Reducing food waste doesn’t have to be hard. Many people creatively cook every part of vegetables. During the pandemic lockdowns, university students frequently exchanged unwanted food products, ensuring their food surplus fed hungry bodies. Less common, but slowly growing in popularity worldwide, is the dumpster diving movement, where adventurous eaters scavenge for still edible food discarded behind supermarkets, bakeries and grocers.
Young people are doing simple but important acts to reduce food waste. While their actions might be temporary solutions to correcting a broken food system, they are valuable acts of care for the earth and the future generations who will depend on it. By reducing their personal waste, they directly contribute to environmental sustainability by conserving resources like water, land and energy. By demanding only what they need, they incentivise farmers and retailers to grow less, reducing greenhouse gas emissions and mitigating climate change.

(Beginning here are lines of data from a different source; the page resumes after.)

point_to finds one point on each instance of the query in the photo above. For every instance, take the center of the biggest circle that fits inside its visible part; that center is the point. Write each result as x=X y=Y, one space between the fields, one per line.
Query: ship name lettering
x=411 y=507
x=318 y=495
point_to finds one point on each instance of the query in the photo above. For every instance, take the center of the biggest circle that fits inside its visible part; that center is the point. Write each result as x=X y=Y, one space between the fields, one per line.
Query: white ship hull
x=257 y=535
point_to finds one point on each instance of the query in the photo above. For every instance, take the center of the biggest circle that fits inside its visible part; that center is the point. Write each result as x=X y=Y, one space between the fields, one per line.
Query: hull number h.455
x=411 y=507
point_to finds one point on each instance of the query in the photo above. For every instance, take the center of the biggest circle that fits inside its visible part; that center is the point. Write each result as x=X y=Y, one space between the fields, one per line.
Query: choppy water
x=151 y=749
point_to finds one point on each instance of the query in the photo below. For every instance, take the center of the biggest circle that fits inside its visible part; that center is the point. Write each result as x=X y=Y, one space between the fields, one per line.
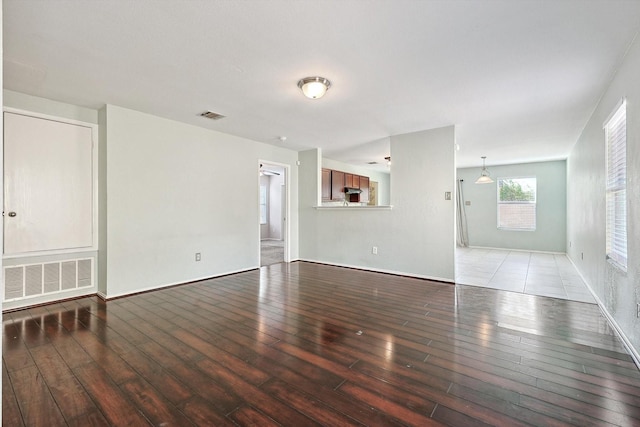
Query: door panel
x=48 y=185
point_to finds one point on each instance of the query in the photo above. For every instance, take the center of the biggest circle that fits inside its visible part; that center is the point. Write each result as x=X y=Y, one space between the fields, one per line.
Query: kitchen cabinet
x=337 y=185
x=326 y=185
x=334 y=182
x=364 y=186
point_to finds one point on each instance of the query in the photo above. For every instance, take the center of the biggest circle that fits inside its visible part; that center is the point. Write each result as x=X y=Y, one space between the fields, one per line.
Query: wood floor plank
x=112 y=402
x=11 y=415
x=310 y=344
x=37 y=405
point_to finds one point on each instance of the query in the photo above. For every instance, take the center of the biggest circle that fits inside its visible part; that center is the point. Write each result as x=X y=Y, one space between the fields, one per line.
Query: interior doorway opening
x=273 y=213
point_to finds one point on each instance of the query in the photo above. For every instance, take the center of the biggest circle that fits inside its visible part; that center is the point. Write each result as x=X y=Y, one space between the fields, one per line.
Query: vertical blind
x=616 y=198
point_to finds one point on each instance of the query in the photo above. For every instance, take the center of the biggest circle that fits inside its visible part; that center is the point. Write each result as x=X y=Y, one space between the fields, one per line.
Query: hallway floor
x=532 y=273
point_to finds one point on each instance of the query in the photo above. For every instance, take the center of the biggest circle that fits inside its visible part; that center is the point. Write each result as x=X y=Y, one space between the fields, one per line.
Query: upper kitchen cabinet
x=337 y=185
x=326 y=185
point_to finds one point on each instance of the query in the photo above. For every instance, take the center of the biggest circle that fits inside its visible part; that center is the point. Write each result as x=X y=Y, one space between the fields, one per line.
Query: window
x=615 y=130
x=517 y=203
x=263 y=204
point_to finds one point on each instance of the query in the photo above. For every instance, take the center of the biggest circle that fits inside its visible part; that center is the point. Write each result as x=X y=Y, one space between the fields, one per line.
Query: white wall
x=618 y=292
x=264 y=228
x=174 y=190
x=62 y=110
x=551 y=214
x=416 y=237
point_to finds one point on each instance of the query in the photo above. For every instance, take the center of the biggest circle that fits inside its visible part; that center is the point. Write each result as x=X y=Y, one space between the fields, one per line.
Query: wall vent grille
x=211 y=115
x=29 y=280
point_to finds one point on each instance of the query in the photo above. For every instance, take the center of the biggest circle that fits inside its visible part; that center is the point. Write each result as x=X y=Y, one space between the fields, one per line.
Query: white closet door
x=48 y=185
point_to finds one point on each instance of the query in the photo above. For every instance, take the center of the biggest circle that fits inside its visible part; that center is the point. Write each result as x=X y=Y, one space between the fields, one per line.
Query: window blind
x=616 y=196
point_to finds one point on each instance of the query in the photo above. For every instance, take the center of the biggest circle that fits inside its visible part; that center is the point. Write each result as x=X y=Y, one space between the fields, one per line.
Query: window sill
x=355 y=208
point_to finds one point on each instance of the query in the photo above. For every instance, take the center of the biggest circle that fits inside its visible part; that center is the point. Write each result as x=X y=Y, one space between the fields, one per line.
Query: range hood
x=351 y=190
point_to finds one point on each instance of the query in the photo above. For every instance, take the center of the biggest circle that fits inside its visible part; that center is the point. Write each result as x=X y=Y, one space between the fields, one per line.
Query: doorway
x=273 y=213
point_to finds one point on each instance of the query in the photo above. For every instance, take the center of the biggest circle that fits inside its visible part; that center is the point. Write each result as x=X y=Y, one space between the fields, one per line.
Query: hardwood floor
x=304 y=344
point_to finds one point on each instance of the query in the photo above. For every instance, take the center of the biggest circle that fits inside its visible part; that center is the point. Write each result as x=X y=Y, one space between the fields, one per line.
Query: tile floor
x=532 y=273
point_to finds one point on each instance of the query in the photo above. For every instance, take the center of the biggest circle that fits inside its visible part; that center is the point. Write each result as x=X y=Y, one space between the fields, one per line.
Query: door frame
x=286 y=195
x=94 y=173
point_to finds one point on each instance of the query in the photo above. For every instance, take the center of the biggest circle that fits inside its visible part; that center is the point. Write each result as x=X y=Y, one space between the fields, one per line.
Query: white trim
x=612 y=321
x=286 y=230
x=168 y=285
x=382 y=270
x=515 y=250
x=355 y=208
x=94 y=171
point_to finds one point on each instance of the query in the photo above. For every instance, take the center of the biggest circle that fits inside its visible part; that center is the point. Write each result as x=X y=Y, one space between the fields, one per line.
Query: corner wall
x=416 y=237
x=617 y=292
x=551 y=212
x=173 y=190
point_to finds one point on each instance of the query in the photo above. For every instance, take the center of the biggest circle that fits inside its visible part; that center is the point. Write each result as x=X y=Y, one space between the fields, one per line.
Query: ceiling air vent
x=211 y=115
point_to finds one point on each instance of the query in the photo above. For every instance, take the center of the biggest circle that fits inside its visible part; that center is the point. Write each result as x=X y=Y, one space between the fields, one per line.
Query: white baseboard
x=514 y=250
x=382 y=270
x=612 y=322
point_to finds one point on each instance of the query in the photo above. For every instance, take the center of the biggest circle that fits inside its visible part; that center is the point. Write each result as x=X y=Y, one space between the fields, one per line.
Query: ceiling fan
x=267 y=172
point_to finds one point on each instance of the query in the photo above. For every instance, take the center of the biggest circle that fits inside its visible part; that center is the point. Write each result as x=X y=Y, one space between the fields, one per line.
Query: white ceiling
x=518 y=79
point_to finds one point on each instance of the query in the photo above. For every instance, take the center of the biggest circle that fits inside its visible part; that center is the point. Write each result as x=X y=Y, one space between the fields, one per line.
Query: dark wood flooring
x=304 y=344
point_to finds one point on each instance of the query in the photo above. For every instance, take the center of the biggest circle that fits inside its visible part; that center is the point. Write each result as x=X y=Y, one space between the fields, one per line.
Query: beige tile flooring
x=532 y=273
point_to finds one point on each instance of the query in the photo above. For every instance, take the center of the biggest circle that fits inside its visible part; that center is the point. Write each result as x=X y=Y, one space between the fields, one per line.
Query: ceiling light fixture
x=484 y=174
x=314 y=87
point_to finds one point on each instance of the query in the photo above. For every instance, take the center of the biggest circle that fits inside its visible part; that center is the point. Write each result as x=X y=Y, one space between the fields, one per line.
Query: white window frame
x=615 y=130
x=533 y=202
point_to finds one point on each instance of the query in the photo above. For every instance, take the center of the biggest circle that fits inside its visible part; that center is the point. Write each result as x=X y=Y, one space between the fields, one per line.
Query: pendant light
x=484 y=174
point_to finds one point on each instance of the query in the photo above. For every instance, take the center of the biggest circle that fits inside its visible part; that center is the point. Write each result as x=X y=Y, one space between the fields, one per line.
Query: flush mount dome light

Young people are contributing to positive peace by reframing their attitudes and modifying their behaviours. They do so because they know our futures depend on them doing so. For them, excessive food waste isn’t just about conservation but a matter of social justice and global peace for those who go hungry.
The missing peace: caring food structures and institutions
However, building a world where everyone is adequately fed requires collective action and institutional change. For positive peace that sustains peaceful societies, we need equitable institutions and structures just as much as we need caring attitudes and behaviours towards hungry bodies and overworked lands.
This means, for healthy food systems, more people must demand food policies and corporate practices that support the equitable and sustainable distribution of food resources. Public accountability helps ensure that, as a norm, still perfectly edible food is not discarded but redirected to those struggling to find food to eat.
With 1.4 million Rotarians in the world, I am confident this is a challenge Rotary can meet. By seeking sustainable food policies and practices from our governments (and from the caterers who feed us at our district conferences and weekly meetings), we can reduce food waste for positive global impact 1.4 million bites at a time.